As you assess your diet and decide what you should and should not be eating, it might seem appropriate to cut out fat entirely because that's what you're trying to get rid of, right? In truth, there actually is such thing as "good" fat and it's not just a marketing scam. They're called unsaturated fats while the fats you want to severely limit are trans fats and saturated fats. When you limit the fats you take in, your body will work more efficiently and be healthier in the long run.
Gretchen Vannice, MS, RDN, explains the difference between good and bad fats, saying that good fats improve circulation and blood pressure. They keep your heart pumping strong and help your brain to function and communicate with your body, along with keeping your cholesterol and triglycerides in check. Bad fats, however, are associated with heart attacks and high cholesterol. They increase inflammation and hinder circulation in the body. Babies especially need the good fats over bad fats as they grow and develop.
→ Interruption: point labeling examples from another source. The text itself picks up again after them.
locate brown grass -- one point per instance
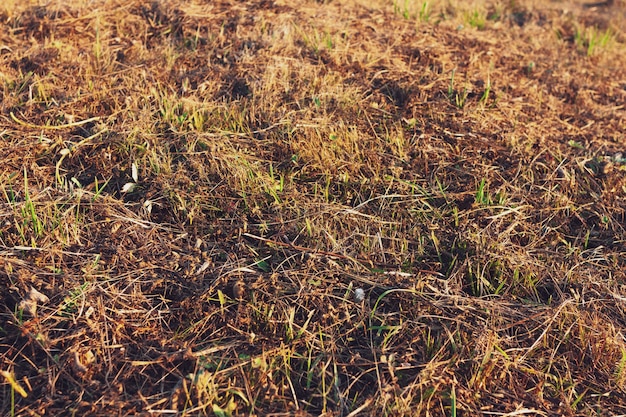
(338, 208)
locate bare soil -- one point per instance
(337, 208)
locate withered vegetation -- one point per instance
(338, 208)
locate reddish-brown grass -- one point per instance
(312, 208)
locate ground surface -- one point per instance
(330, 208)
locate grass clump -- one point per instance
(318, 208)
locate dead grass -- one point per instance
(312, 208)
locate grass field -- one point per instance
(312, 208)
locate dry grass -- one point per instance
(331, 208)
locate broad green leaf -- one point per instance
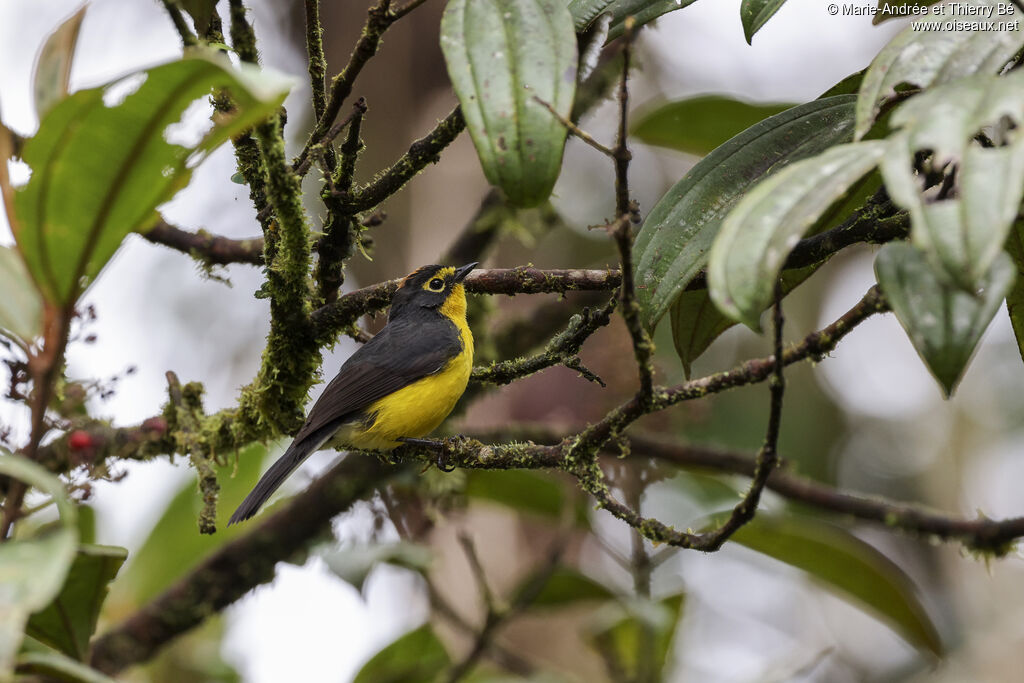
(699, 124)
(926, 58)
(1015, 298)
(673, 244)
(642, 11)
(943, 322)
(173, 547)
(848, 565)
(56, 667)
(53, 65)
(69, 622)
(755, 13)
(503, 55)
(20, 305)
(520, 489)
(100, 169)
(966, 232)
(696, 322)
(418, 655)
(637, 633)
(32, 570)
(759, 232)
(562, 587)
(354, 564)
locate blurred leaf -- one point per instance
(562, 587)
(673, 245)
(762, 228)
(354, 564)
(32, 570)
(965, 232)
(697, 125)
(201, 11)
(884, 15)
(53, 65)
(755, 13)
(501, 55)
(926, 58)
(418, 655)
(519, 489)
(56, 667)
(1015, 299)
(99, 171)
(630, 631)
(173, 546)
(69, 622)
(20, 305)
(848, 565)
(944, 323)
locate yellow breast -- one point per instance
(418, 409)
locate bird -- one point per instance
(399, 385)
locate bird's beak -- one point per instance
(460, 273)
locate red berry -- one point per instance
(79, 440)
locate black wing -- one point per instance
(401, 353)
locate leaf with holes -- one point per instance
(846, 564)
(99, 170)
(764, 226)
(927, 58)
(672, 247)
(69, 622)
(503, 56)
(32, 570)
(965, 232)
(944, 323)
(755, 13)
(697, 125)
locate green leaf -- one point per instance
(57, 667)
(20, 305)
(759, 232)
(755, 13)
(926, 58)
(520, 489)
(503, 55)
(173, 546)
(418, 655)
(964, 233)
(69, 622)
(851, 567)
(99, 172)
(642, 11)
(696, 322)
(49, 83)
(699, 124)
(32, 570)
(632, 630)
(562, 587)
(354, 564)
(673, 244)
(944, 323)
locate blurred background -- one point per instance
(868, 419)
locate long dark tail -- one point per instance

The good guys (unsaturated fats) are divided between monounsaturated and polyunsaturated fats. These are found in most plant oils, avocados, olives, nuts, fatty fish and soy milk. Try substituting the bad fats for good sources of unsaturated fats by eating more fatty fish, like salmon, trout and catfish and using olive and peanut oils to cook food. (via Help Guide)
Bad fats, more accurately called unhealthy fats, likely permeate your diet if you don't regulate intake. You can find them in certain cuts of meat, whole-fat dairy, butter, cheese, packaged snack foods, shortening and most anything fried. Even if you prepare your own food each day and forego eating out for lunch, you still might be using foods full of unhealthy fats without realizing it. While some unhealthy fat-filled foods might seem obvious, others aren't necessarily a no-brainer.
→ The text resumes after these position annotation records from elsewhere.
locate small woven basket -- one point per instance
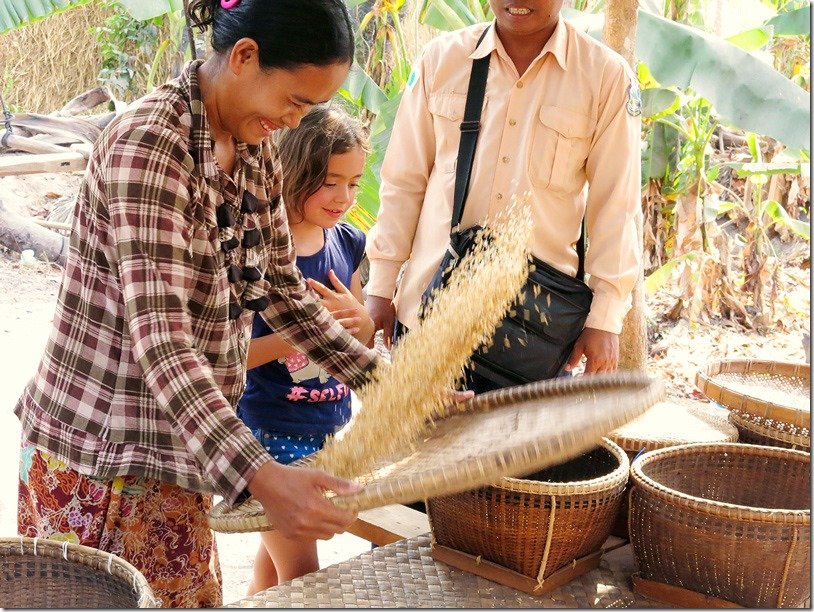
(771, 398)
(723, 524)
(39, 573)
(537, 525)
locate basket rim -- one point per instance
(713, 507)
(641, 389)
(737, 400)
(84, 555)
(615, 478)
(768, 432)
(634, 444)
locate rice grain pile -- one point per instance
(426, 364)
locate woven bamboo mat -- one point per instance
(404, 575)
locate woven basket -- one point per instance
(671, 423)
(730, 522)
(772, 390)
(540, 524)
(751, 430)
(668, 423)
(39, 573)
(508, 432)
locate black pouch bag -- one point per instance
(534, 341)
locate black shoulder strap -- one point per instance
(470, 128)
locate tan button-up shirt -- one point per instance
(567, 121)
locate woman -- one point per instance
(179, 237)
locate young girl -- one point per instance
(290, 402)
(179, 237)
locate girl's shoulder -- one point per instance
(349, 238)
(346, 233)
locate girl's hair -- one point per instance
(289, 33)
(305, 150)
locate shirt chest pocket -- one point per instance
(559, 146)
(447, 110)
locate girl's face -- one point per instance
(263, 100)
(337, 194)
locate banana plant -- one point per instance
(447, 15)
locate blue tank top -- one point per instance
(295, 395)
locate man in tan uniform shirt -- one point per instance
(561, 110)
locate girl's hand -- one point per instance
(350, 320)
(340, 302)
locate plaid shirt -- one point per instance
(144, 365)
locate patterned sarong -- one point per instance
(160, 528)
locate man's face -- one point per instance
(525, 17)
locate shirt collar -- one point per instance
(557, 45)
(200, 136)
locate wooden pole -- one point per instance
(19, 233)
(620, 35)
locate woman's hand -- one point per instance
(383, 313)
(295, 503)
(345, 308)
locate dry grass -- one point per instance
(46, 64)
(428, 361)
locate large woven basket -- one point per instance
(769, 400)
(669, 423)
(726, 523)
(509, 432)
(39, 573)
(536, 525)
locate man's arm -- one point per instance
(405, 171)
(613, 221)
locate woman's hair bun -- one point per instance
(202, 12)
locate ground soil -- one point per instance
(28, 294)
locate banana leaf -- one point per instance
(362, 90)
(17, 13)
(448, 15)
(744, 91)
(792, 23)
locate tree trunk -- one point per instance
(18, 233)
(620, 35)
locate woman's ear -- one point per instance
(244, 53)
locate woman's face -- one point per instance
(338, 192)
(258, 101)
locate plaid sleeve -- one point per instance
(300, 318)
(146, 182)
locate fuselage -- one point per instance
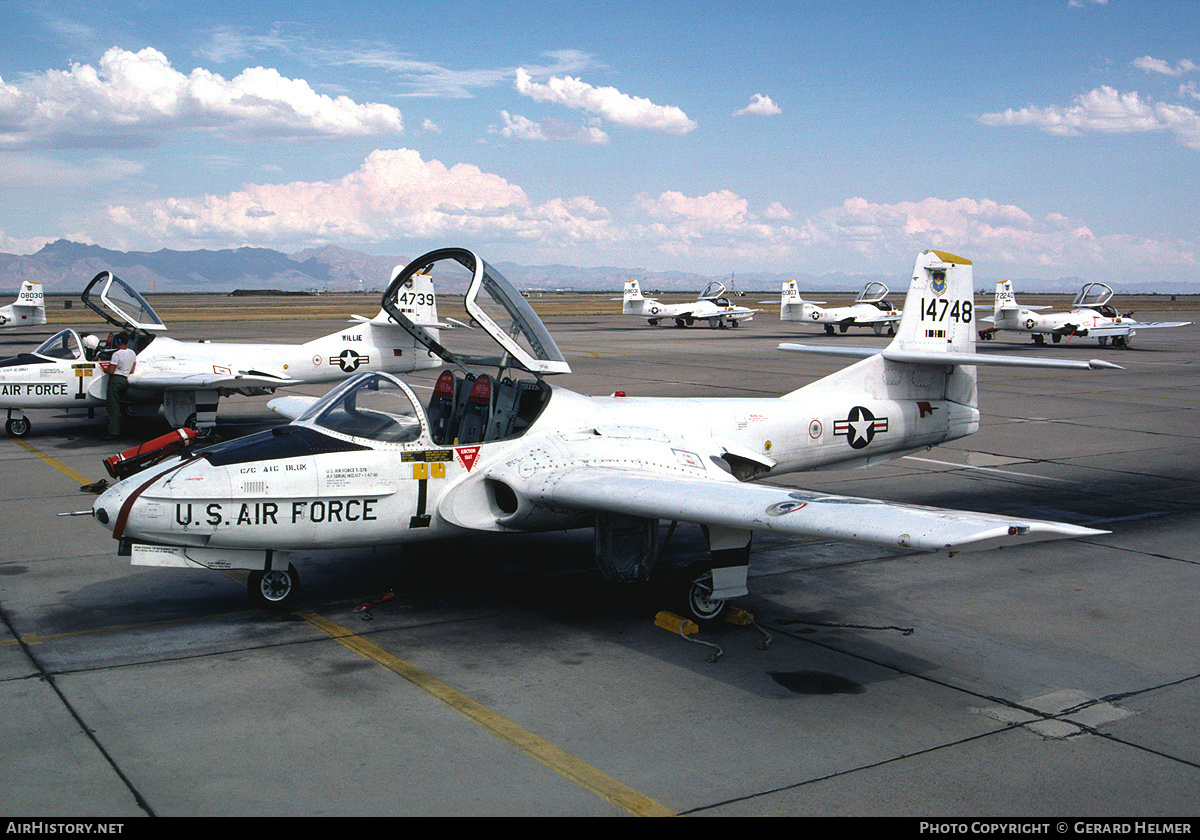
(1079, 321)
(65, 377)
(281, 490)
According to WebMD, the best way to monitor fat intake is to read your nutrition labels. Make it a habit to check the facts on the package before you drop it in the cart. Get foods low in total fat and low in saturated and trans fats. If it tells you it's "trans fat free," double check the label because it still might have half a gram of trans fat per serving and that can add up.
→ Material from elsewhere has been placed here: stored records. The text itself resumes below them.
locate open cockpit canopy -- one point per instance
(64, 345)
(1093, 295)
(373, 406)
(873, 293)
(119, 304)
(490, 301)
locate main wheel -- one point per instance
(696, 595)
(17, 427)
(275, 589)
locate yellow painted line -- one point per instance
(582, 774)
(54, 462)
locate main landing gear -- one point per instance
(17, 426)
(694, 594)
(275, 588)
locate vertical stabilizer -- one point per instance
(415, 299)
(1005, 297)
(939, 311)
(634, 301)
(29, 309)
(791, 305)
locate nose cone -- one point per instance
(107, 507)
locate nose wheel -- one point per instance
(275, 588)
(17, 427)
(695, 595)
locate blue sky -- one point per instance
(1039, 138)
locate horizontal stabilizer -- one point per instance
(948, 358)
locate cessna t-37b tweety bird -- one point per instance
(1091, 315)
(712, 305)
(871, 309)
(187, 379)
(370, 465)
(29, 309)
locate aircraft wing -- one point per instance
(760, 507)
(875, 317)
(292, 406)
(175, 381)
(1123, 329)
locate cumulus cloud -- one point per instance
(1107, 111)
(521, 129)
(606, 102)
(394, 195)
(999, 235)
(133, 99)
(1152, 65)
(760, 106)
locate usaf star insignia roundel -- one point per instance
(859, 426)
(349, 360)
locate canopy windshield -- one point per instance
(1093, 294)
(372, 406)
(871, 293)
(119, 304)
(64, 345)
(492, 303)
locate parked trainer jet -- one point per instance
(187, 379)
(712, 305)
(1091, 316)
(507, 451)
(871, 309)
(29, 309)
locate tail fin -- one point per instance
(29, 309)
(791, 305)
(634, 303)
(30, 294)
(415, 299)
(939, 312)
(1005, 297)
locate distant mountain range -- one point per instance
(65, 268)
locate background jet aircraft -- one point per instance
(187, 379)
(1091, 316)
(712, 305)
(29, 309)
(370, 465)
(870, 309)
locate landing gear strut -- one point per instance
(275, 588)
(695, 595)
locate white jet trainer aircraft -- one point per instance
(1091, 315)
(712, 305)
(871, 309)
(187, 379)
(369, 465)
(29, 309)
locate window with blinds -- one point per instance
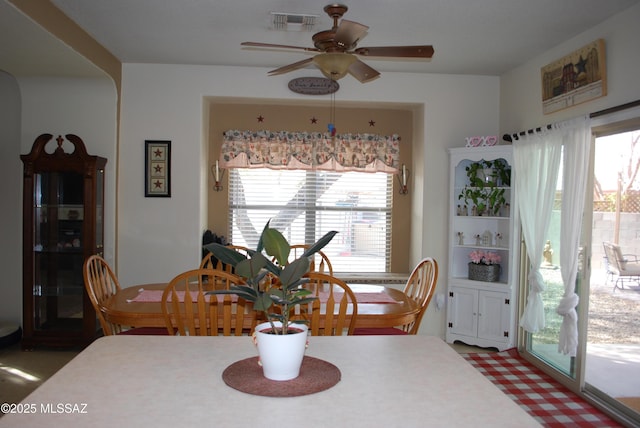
(304, 205)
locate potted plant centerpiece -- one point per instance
(274, 289)
(484, 266)
(484, 191)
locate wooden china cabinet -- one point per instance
(63, 224)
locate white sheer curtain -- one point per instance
(576, 140)
(536, 162)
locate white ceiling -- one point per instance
(486, 37)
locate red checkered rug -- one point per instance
(544, 398)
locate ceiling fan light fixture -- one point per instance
(334, 65)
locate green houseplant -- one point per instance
(270, 284)
(482, 190)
In the grand scheme of things, your body needs unsaturated fats and will function better without saturated fats. It's not a scam and it's certainly something to be mindful of. Pay attention to packaging, as that might be where the marketing trips you up. Nutrition labels are your best friends. As you develop habits and expand your knowledge of the food you buy, it will become second nature to consume the right foods that will make your body love you.